Reutemann also minimized the conflict between President Cristina Fernández de Kirchner and the CGT leader Hugo Moyano assuring that “they may have some disagreements, but they know each other and they’ve worked together for a long time”.
The former Formula 1 pilot and who has always been considered a top candidate for the Argentine presidency said that “it’s been some time since I decided I won’t be a candidate” for any elected post this coming elections in spite of the repeated requests from the opposition.
“I’m not a candidate. It’s quite some time since I am not a candidate”, and when asked about contacts with opposition groups, Reutemann was definitive, “the Federal Peronism no longer exists; it belongs to the past”.
Reutemann belong to Argentina’s hegemonic Peronist movement (a catch all organization that brings together the whole political spectrum from right to left) and therefore can include President Cristina Fernandez Victory Front and several opposition groups that identify themselves as ‘Federal Peronism’.

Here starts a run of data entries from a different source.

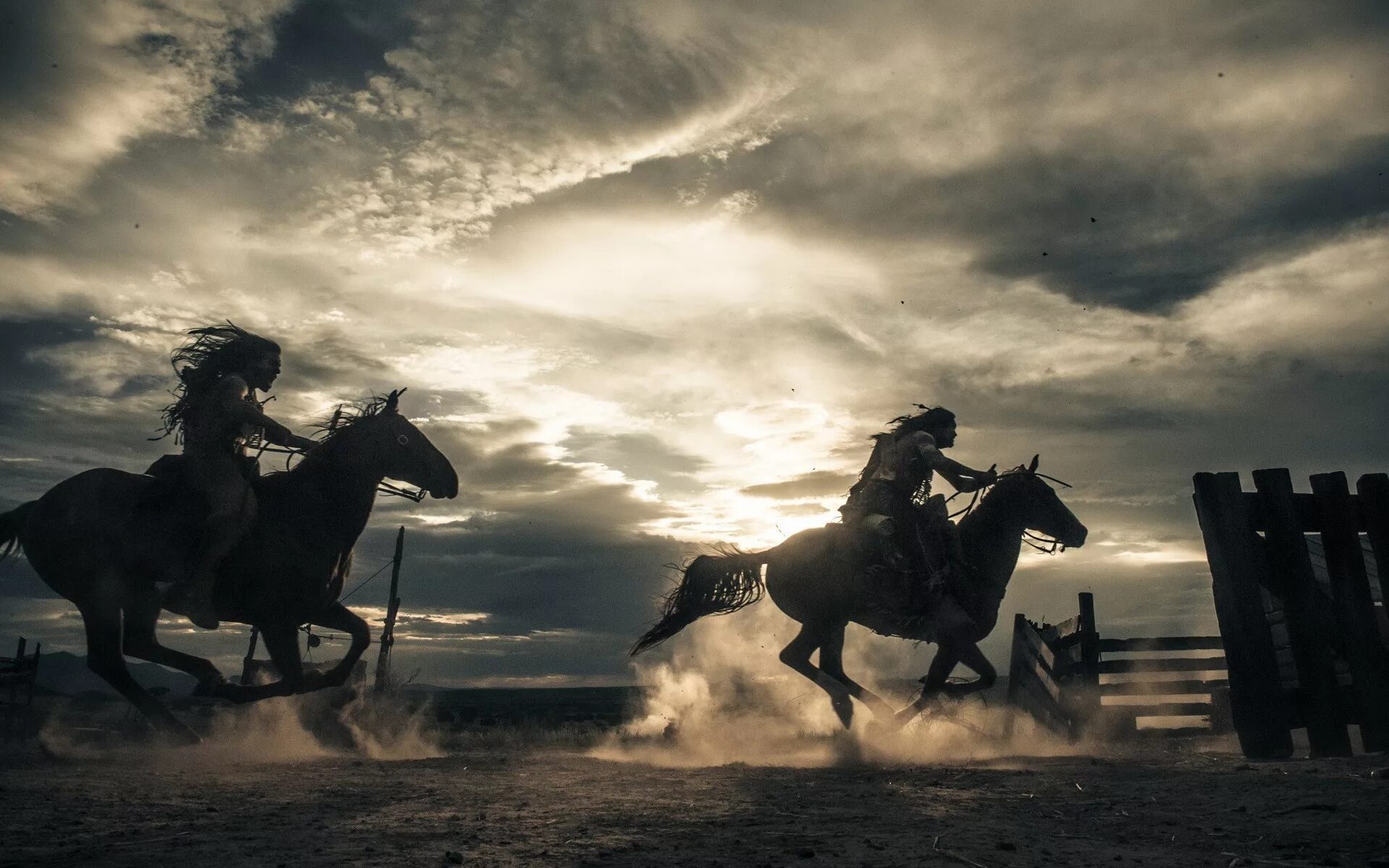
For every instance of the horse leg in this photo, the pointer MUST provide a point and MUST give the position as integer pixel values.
(142, 614)
(937, 681)
(798, 658)
(338, 617)
(282, 643)
(833, 664)
(102, 618)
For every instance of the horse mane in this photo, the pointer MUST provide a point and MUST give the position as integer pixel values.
(347, 416)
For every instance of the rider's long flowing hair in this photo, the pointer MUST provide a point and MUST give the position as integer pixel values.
(210, 354)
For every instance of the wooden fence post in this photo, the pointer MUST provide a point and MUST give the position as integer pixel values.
(1236, 561)
(1354, 608)
(1309, 617)
(1374, 510)
(1014, 673)
(1088, 668)
(388, 632)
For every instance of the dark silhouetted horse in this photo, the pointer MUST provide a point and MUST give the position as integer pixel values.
(821, 578)
(104, 538)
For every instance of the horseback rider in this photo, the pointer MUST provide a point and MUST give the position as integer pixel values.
(214, 414)
(884, 502)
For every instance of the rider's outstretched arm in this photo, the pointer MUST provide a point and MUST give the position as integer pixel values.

The Santa Fe senator added that the CGT board “has been working with this government from the very beginning in 2003. It’s the same group of people. They have some clashes, some short circuits, but they understand each other”
Distanced from the Federal Peronism, to which for a brief period he belonged, the two times governor and current Senator admitted that the economic indices of Argentina, “as well as in the rest of regional economies” are very good but he attributed them to the “strong international tail wind”.
Reutemann who is a farmer said that the Argentine agriculture sector situation “is the same as when the 2008 conflict” and that the big help “comes from international prices”, because government policies for the farming sector “remain unchanged”.
The former F1 pilot with no political background was invited in the nineties by then Peronist President Carlos Menem to run for governor of Santa Fe, the fourth most important electoral circuit. Since then he has repeated as governor, was elected Senator and has one of the best public opinion ratings as an honest, transparent, trusted candidate for any post including president.
Short spoken, his brief or long silences are always being interpreted by Argentine political analysts who consider him the president Argentines would like to have but will never make it because he’s not at ease with the Argentine political system.